En second lieu, la cour relève à la suite des premiers juges que s'il est indiqué que Mme [P] [H] aurait refusé d'attester en sa faveur, qu'elle serait âgée et atteinte de troubles psychiques, ces affirmations ne sont confortées par aucun élément objectif, de même que l'affirmation selon laquelle l'appelant aurait prévenu par téléphone un salarié de la société [3] le 19 janvier 2021.
S'il est indéniable que la charge de la preuve est moins aisée pour le salarié qui évolue seul sur son lieu de travail, en l'absence de collègue pouvant témoigner d'un éventuel fait accidentel, et qu'elle l'empêche ainsi de bénéficier de la présomption d'imputabilité au travail prévue à l'article L. 411-1 précité, il incombe néanmoins à M. [J] [N] de rapporter la preuve par tous moyens de ses allégations.

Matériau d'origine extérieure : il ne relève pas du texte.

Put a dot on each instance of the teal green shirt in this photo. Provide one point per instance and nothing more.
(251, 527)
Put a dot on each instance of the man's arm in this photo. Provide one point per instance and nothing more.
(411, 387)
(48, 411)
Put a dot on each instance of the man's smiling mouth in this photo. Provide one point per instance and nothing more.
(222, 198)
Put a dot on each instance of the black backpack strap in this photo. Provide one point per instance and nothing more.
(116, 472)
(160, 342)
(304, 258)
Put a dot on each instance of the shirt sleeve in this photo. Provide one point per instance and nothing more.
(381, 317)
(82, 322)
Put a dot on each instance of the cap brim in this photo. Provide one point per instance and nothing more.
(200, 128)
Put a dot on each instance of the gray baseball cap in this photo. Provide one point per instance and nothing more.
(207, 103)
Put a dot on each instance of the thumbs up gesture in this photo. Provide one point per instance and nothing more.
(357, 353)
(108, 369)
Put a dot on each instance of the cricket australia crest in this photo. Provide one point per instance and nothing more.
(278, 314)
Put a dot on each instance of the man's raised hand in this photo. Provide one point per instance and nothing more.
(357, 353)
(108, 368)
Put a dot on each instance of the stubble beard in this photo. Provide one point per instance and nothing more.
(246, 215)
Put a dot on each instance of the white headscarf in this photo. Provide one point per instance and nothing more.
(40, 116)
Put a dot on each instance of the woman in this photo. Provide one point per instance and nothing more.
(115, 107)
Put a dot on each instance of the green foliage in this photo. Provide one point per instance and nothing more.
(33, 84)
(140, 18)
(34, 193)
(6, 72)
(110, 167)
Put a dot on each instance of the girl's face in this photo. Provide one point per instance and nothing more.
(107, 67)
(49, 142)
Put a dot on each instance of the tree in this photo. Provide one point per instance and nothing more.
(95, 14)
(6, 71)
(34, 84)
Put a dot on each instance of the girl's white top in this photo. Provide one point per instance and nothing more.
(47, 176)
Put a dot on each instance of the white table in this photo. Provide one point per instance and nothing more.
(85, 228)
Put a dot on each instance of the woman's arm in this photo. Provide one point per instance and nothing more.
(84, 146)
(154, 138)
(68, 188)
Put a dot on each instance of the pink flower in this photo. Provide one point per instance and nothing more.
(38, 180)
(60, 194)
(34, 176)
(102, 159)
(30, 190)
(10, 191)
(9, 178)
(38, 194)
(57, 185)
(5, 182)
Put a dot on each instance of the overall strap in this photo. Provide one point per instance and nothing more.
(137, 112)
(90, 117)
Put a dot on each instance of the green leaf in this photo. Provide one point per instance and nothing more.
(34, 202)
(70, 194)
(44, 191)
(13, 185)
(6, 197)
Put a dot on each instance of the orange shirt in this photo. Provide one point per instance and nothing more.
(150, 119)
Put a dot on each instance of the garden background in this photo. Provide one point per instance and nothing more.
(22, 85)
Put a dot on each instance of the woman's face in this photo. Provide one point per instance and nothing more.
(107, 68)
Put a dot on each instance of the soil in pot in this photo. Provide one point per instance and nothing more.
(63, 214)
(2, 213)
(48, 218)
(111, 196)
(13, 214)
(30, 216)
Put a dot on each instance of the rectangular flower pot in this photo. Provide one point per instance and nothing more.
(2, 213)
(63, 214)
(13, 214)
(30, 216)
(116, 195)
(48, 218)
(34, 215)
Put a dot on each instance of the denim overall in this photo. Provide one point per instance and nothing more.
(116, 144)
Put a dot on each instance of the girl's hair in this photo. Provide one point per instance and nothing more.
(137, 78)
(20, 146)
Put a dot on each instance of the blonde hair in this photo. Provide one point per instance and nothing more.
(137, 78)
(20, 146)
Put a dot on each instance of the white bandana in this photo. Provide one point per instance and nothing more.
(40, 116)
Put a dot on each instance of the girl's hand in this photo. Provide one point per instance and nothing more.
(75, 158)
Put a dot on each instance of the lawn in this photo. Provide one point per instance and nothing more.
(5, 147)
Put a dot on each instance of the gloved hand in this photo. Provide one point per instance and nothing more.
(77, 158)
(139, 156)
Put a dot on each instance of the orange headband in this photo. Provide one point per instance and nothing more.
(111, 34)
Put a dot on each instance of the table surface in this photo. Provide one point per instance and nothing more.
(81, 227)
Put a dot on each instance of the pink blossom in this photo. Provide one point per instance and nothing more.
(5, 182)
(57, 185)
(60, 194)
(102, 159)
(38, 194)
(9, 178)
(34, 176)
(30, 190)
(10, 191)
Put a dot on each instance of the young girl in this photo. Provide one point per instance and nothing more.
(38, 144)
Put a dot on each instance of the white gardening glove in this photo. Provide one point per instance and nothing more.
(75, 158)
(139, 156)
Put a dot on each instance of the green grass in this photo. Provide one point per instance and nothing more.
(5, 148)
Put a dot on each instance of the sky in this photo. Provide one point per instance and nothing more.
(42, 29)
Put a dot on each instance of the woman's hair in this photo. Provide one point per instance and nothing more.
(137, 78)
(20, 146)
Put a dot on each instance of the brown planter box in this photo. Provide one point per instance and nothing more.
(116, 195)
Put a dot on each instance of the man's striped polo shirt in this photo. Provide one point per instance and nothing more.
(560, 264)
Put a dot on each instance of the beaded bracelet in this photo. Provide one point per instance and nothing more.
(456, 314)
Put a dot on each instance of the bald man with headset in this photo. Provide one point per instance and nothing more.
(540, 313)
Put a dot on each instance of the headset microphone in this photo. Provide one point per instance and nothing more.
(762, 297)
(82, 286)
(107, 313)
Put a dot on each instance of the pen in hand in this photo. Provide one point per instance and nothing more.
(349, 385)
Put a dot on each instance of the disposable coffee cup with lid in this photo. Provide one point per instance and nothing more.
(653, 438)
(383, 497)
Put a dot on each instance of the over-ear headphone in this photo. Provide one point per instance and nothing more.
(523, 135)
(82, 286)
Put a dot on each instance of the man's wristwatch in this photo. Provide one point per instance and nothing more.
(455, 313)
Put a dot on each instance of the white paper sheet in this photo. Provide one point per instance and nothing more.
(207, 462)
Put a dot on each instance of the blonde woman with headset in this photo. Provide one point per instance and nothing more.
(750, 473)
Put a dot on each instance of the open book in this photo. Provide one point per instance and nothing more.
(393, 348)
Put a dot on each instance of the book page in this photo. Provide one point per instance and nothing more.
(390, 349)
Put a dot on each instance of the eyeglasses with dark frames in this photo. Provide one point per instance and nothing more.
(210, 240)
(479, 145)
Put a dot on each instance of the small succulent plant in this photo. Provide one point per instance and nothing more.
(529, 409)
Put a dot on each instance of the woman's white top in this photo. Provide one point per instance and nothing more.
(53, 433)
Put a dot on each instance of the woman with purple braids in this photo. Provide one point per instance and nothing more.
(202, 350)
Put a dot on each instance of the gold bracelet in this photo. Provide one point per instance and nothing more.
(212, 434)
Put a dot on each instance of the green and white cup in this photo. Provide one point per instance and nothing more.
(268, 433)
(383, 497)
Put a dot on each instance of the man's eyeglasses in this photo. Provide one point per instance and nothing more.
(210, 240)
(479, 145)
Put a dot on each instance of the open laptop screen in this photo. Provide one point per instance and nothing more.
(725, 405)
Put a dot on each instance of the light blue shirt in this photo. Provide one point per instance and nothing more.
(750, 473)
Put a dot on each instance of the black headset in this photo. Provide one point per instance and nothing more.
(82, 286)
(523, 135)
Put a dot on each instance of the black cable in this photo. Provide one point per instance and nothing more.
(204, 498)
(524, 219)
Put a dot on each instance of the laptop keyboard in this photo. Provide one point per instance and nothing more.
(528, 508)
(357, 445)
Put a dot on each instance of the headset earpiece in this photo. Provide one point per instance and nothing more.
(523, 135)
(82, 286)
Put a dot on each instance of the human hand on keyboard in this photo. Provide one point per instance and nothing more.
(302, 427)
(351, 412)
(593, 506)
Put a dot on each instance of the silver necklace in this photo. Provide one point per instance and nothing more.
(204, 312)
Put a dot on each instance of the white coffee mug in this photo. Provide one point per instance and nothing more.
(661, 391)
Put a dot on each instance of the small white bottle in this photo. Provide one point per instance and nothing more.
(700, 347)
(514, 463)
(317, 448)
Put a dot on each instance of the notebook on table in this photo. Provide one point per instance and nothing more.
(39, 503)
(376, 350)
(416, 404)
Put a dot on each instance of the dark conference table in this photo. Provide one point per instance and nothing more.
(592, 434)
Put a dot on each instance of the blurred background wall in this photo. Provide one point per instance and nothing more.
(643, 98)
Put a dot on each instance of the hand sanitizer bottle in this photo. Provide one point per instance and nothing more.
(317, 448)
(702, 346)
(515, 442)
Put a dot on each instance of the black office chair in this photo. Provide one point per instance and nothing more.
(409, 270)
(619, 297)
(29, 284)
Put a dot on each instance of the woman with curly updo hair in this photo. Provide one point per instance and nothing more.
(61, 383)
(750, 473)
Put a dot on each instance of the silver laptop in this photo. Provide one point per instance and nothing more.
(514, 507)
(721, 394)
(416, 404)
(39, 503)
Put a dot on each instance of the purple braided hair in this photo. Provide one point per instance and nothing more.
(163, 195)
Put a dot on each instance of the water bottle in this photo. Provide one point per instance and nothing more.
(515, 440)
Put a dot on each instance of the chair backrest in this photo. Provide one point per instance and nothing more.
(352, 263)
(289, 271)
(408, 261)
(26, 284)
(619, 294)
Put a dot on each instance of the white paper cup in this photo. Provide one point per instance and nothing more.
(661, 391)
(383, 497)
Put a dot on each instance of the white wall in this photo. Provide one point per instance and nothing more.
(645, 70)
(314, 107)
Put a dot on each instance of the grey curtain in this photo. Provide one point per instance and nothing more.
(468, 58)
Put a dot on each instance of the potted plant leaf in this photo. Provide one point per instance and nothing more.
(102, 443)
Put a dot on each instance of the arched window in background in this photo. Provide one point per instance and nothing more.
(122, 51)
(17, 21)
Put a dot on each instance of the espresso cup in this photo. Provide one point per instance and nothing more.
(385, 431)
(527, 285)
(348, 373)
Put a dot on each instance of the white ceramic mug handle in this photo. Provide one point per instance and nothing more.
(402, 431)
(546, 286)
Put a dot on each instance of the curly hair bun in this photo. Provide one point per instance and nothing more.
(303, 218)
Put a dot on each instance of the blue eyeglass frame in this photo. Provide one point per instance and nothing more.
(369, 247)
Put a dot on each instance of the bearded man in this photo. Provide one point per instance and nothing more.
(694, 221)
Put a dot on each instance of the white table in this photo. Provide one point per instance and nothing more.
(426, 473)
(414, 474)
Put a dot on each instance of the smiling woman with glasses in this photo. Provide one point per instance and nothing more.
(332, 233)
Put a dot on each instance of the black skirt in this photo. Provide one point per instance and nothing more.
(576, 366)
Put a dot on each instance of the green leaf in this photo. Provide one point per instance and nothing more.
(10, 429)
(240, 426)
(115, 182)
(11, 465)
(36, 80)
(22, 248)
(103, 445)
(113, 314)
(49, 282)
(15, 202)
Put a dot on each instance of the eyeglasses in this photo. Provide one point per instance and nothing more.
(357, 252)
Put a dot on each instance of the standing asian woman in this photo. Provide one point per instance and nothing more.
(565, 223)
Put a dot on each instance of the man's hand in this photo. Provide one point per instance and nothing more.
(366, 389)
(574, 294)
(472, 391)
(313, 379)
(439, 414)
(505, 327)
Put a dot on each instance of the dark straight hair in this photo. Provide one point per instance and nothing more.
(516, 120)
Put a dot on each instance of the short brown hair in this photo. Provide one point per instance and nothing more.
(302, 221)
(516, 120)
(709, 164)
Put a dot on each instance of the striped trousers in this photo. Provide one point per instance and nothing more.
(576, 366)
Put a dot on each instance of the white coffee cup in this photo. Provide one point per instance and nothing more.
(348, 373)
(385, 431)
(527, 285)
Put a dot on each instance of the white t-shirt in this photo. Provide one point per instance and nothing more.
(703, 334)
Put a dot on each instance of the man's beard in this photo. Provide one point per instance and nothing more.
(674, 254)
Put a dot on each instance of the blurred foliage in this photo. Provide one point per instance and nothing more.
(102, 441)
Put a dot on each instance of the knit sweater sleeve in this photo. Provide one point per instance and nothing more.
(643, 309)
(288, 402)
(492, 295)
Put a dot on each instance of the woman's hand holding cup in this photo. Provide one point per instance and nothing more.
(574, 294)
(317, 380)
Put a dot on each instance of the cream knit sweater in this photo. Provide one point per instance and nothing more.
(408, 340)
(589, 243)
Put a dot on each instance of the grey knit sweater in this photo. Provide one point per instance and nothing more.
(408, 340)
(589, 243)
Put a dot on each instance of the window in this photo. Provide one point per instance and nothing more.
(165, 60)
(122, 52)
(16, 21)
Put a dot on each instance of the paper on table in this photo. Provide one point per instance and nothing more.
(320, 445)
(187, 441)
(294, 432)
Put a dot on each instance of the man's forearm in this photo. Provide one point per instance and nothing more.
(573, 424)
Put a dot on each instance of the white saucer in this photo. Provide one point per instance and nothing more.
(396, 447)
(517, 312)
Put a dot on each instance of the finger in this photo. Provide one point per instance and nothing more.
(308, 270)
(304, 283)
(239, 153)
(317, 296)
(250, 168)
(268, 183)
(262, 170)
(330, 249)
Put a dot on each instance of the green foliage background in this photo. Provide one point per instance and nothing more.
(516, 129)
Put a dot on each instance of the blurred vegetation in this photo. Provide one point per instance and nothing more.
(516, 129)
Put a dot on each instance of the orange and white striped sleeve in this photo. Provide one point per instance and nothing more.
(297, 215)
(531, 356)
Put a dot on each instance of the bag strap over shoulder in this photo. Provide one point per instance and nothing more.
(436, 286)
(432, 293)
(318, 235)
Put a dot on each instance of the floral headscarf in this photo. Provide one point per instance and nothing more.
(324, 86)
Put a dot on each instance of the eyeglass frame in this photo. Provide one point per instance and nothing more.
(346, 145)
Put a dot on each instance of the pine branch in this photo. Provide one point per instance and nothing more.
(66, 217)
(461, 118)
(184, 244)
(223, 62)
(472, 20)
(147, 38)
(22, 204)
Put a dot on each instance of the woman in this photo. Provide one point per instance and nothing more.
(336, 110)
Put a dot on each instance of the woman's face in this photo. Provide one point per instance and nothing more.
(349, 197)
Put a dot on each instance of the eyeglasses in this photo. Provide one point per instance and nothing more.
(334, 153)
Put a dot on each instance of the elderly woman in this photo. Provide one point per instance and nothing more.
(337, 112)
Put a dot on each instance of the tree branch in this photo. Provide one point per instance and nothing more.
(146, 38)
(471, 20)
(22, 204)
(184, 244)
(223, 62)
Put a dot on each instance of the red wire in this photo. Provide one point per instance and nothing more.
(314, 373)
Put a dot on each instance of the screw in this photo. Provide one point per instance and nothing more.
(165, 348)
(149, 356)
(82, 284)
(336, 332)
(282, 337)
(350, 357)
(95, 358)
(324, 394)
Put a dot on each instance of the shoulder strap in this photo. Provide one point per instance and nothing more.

Or il apparaît qu'hormis ses propres déclarations, aucun élément objectif ne vient conforter la réalité d'un fait accidentel survenu le 19 janvier 2021 au domicile de Mme [P] [H] et qu'à défaut de présomptions fortes et concordantes, ses seules affirmations sont insuffisantes, en dépit d'une bonne foi présumée.
Il en résulte que la qualification d'accident du travail ne peut être retenue compte tenu des circonstances incertaines tenant à l'apparition des lésions alléguées.
C'est donc à bon droit que la CPAM a refusé la prise en charge au titre de la législation sur les risques professionnels de l'accident du 19 janvier 2021 et que les premiers juges ont débouté M. [J] [N] de sa demande.
Le jugement querellé sera donc confirmé de ce chef.
II -Sur les demandes accessoires
M. [J] [N] qui succombe en sa voie de recours supportera les dépens d'appel, la décision entreprise étant par ailleurs confirmée en ce qu'elle l'a condamné aux dépens de première instance.
PAR CES MOTIFS
La cour, chambre sociale, statuant par arrêt contradictoire mis à disposition au greffe, après débats en audience publique et après en avoir délibéré,
CONFIRME le jugement entrepris en toutes ses dispositions.
CONDAMNE M. [J] [N] aux dépens d'appel.
Ledit arrêt a été rendu par mise à disposition au greffe le vingt et un octobre deux mille vingt deux et signé par Christophe ESTEVE, Président de chambre, et Catherine RIDE-GAULTIER,.